Nesse contexto, é importante mencionar que Keïta era um bom aliado do Ocidente e tinha uma ótima aceitação de grande parte das organizações internacionais e de vários países, especialmente da França. Um claro exemplo disso, é que o país comanda a Operação Barkhane, responsável por perseguir e combater forças extremistas islâmicas na região do Sahel, e que conta com a colaboração de diversos governos africanos, incluindo o maliano. Porém, a retirada forçada de Keïta do poder traz consequências significativas para todo o ambiente de conflitos geopolíticos existentes na área, resultando em maiores instabilidades e problemas a esses agentes. Logo, é evidente que esses atores externos não desejam mudanças na ordem do Mali, mas sim querem conservar as influências e acordos que favoreçam seus próprios interesses na região, ao invés de pensar nas dificuldades que o povo maliano vem passando nos últimos anos.

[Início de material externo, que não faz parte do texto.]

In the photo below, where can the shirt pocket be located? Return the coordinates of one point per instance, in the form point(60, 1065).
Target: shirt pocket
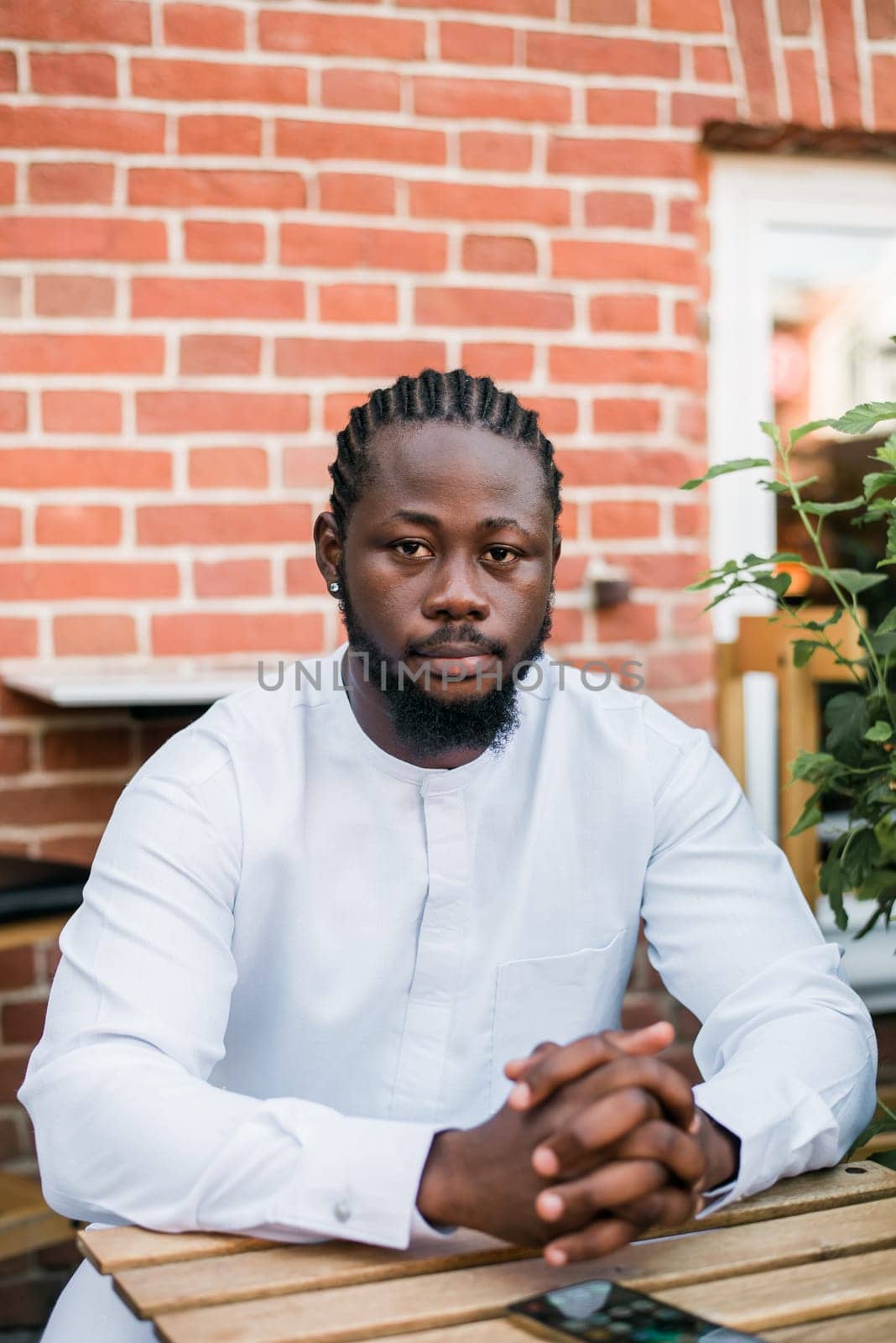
point(555, 998)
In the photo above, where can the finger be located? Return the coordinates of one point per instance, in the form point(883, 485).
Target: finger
point(600, 1237)
point(615, 1186)
point(663, 1142)
point(514, 1067)
point(664, 1208)
point(551, 1069)
point(593, 1127)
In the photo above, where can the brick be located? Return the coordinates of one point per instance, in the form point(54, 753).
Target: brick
point(302, 577)
point(711, 65)
point(508, 100)
point(555, 414)
point(47, 581)
point(672, 570)
point(616, 519)
point(310, 358)
point(215, 134)
point(16, 967)
point(360, 194)
point(83, 468)
point(499, 360)
point(66, 73)
point(203, 26)
point(221, 413)
point(82, 128)
point(13, 413)
point(13, 747)
point(802, 82)
point(345, 140)
point(214, 355)
point(172, 295)
point(695, 109)
point(529, 8)
point(195, 633)
point(334, 35)
point(620, 158)
point(794, 18)
point(307, 467)
point(81, 411)
point(624, 313)
point(93, 635)
point(232, 577)
point(217, 239)
point(499, 254)
point(235, 190)
point(578, 54)
point(477, 44)
point(618, 210)
point(367, 91)
point(358, 304)
point(227, 468)
point(605, 13)
point(884, 86)
point(665, 367)
point(880, 19)
point(492, 308)
point(467, 201)
point(378, 248)
point(8, 71)
point(9, 527)
point(573, 257)
point(86, 239)
point(81, 353)
point(54, 185)
point(620, 107)
point(752, 39)
point(74, 295)
point(47, 805)
point(217, 81)
point(495, 149)
point(101, 20)
point(694, 17)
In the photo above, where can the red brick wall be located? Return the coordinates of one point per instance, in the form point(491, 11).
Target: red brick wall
point(221, 225)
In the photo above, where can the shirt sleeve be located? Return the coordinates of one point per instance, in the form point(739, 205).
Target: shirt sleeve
point(786, 1048)
point(128, 1127)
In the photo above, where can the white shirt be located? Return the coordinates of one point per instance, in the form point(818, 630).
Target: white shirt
point(300, 957)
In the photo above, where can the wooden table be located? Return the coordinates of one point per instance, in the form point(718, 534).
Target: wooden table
point(819, 1248)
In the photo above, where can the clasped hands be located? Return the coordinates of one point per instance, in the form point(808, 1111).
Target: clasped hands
point(597, 1141)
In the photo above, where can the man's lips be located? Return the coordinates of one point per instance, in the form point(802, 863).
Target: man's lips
point(457, 661)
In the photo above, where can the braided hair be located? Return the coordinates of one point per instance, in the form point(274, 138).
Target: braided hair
point(448, 398)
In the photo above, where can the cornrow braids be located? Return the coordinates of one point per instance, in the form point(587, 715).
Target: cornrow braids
point(447, 398)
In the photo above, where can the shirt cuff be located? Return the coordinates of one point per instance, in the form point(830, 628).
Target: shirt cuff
point(779, 1121)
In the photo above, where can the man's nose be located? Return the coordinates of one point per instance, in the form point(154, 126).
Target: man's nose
point(456, 591)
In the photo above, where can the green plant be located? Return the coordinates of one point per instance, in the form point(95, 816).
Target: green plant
point(857, 762)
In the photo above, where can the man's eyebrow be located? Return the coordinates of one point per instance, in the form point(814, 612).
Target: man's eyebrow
point(488, 524)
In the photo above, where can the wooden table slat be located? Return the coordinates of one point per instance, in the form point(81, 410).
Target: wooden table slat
point(118, 1248)
point(647, 1264)
point(795, 1295)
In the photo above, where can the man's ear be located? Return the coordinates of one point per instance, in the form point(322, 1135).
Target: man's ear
point(327, 546)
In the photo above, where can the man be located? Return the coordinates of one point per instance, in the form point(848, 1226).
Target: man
point(327, 930)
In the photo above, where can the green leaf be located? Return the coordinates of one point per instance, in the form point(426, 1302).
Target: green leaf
point(741, 463)
point(804, 649)
point(824, 510)
point(862, 418)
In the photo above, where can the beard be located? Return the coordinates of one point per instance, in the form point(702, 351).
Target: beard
point(430, 725)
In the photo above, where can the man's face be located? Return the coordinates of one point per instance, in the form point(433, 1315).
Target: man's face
point(447, 567)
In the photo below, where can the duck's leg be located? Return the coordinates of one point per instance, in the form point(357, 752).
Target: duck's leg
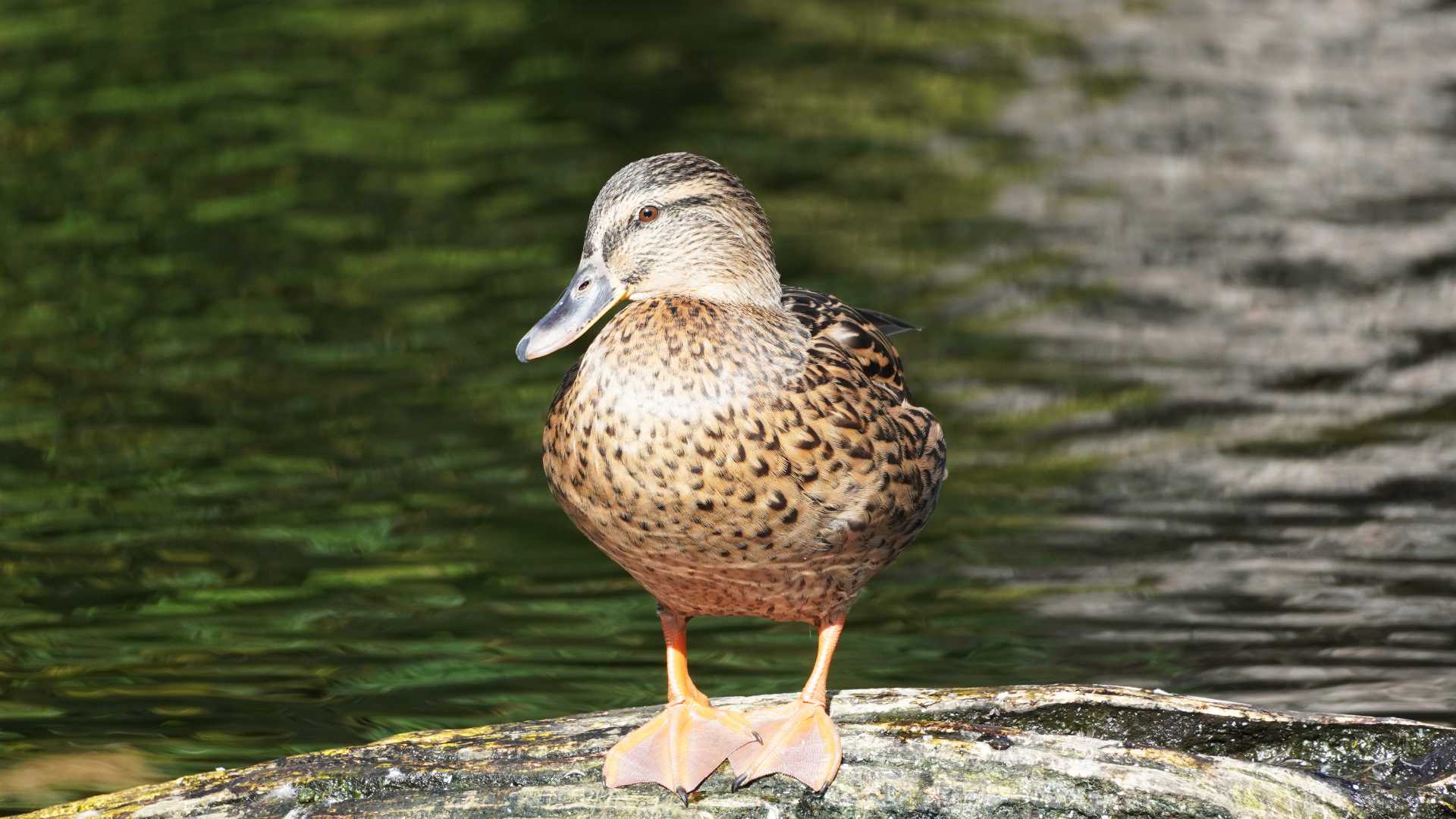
point(688, 741)
point(799, 739)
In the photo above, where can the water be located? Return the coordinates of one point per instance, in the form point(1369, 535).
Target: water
point(268, 466)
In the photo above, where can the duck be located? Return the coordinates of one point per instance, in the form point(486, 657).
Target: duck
point(739, 447)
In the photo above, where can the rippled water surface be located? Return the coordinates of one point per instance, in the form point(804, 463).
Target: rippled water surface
point(270, 471)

Após o golpe de 18 de Agosto, a junta de militares insurgentes formou um novo governo, nomeando Bah Ndaw para o cargo de presidente interino e Moctar Ouane como primeiro-ministro interino, e garantiram que essa gestão transitória duraria apenas dezoito meses. Contudo, mesmo com a nomeação oficial de dois civis nos maiores cargos de dirigentes do país, fato que só ocorreu por causa da pressão internacional posta sob os sublevados, foram os militares que realmente assumiram os principais cargos do gabinete maliano. Pelo menos quatro ministérios estratégicos, o de Defesa, Segurança, Administração Territorial e de Reconciliação Nacional, são ocupados integralmente por militares. Para mais, quem se tornou o verdadeiro líder do Mali foi Goïta, embora oficialmente o mesmo fosse apenas o vice-presidente interino do país, cargo este que não existia até Agosto de 2020. Assim, os militares permaneceram exercendo uma enorme influência no governo maliano, tomando as decisões centrais e controlando totalmente o processo transitório pelo qual passava o país.

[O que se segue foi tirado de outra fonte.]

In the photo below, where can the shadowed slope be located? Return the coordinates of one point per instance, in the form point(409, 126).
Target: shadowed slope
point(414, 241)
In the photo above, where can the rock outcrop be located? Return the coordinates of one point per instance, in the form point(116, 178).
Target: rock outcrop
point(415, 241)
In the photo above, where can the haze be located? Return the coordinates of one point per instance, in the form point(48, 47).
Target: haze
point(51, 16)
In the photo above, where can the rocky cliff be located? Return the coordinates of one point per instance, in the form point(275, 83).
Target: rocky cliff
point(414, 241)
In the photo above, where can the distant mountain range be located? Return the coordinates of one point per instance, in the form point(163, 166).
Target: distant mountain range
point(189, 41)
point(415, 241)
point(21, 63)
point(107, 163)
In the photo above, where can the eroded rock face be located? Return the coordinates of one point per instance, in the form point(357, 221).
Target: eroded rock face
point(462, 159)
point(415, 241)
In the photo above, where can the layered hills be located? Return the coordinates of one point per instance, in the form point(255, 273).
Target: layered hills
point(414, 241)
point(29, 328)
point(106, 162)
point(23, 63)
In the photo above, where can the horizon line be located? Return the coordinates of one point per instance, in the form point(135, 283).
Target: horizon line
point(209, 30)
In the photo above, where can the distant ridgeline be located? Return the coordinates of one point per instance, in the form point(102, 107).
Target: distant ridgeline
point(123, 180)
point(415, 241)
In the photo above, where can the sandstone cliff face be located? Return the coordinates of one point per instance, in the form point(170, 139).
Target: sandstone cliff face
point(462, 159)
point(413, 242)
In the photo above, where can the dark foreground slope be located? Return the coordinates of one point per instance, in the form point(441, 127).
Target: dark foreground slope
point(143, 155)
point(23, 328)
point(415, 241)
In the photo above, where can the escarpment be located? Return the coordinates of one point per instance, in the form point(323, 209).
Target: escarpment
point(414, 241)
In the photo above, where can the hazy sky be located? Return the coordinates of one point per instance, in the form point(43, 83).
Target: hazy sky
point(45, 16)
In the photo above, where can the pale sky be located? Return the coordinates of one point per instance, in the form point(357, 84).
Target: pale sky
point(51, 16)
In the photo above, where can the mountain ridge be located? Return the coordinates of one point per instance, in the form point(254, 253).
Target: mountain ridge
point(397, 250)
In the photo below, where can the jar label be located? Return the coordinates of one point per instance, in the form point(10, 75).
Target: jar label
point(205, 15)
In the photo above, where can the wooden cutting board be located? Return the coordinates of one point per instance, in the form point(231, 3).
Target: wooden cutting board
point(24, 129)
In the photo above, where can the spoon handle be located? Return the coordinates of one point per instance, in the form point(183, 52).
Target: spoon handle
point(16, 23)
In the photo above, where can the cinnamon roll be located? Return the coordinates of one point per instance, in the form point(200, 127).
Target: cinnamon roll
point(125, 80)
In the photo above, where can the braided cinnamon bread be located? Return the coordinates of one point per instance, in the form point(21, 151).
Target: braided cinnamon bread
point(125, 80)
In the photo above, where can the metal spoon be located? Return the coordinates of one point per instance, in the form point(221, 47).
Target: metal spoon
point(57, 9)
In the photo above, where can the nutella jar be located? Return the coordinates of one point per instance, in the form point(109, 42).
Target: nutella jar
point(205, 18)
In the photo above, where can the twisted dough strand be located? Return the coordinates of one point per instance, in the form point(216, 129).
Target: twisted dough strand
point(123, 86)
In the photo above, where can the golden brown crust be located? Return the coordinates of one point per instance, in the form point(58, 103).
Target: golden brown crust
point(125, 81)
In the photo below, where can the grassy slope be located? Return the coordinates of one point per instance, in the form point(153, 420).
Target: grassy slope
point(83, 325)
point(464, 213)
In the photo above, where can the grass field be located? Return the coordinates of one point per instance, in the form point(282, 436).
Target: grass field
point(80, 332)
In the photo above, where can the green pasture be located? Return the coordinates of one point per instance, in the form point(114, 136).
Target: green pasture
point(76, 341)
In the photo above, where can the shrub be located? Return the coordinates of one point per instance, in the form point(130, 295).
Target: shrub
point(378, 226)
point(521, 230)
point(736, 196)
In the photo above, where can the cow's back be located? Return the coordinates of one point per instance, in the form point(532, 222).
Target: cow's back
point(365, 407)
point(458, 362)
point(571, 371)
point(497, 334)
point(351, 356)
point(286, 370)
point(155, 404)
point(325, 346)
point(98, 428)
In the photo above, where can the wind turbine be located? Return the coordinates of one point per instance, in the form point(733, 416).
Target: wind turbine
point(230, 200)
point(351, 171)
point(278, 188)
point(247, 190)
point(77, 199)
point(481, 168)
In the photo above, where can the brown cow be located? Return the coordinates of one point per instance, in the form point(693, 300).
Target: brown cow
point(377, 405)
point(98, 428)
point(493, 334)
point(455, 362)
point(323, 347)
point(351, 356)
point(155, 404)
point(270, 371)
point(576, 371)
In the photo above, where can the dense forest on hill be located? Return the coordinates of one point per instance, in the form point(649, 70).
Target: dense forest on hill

Esse poder desmedido dos militares, porém, inicialmente não agradou muito os apoiadores do golpe de Estado, o que começou a gerar alguns dilemas à nova gestão do Mali. O próprio M5-RFP pediu que o governo de transição fosse alterado por um mais legítimo e que priorizasse a nomeação de civis. Todavia, os questionamentos feitos pela população civil com relação ao novo governo não vingaram por muito tempo, já que logo o apoio aos sublevados novamente se tornou bastante forte, dando suporte às ações ditatoriais, e muitas até inconstitucionais, da junta.
Nesse sentido, o principal impulso causador do segundo golpe de Estado no Mali, ocorrido apenas nove meses depois do primeiro, foi a remodelação do gabinete do governo feita por Ndaw e Ouane em 24 de Maio de 2021. As mudanças propostas pelas autoridades incluíam a composição de um novo governo, bem como a demissão de dois membros da junta militar que estavam no poder na época. Porém, o projeto foi completamente rechaçado por Goïta e seus apoiadores, e por isso o vice-presidente novamente decidiu realizar um golpe contra o governo, o qual desta vez foi definido por ele próprio e seus aliados. Assim, horas depois da circulação da proposta de reforma, Goïta anunciou a destituição e a detenção de seus superiores Bah Ndaw e Moctar Ouane, respectivamente o Presidente e o Primeiro-Ministro interino, assim como Souleymane Doucoure, o Ministro da Defesa do Mali. Segundo o vice, os dirigentes estavam tentando “sabotar a transição” do governo, formando um novo gabinete sem o consentimento do próprio, e que "tal movimento demonstra um claro desejo por parte do Presidente e do primeiro-ministro transitórios de violar a carta transitória”.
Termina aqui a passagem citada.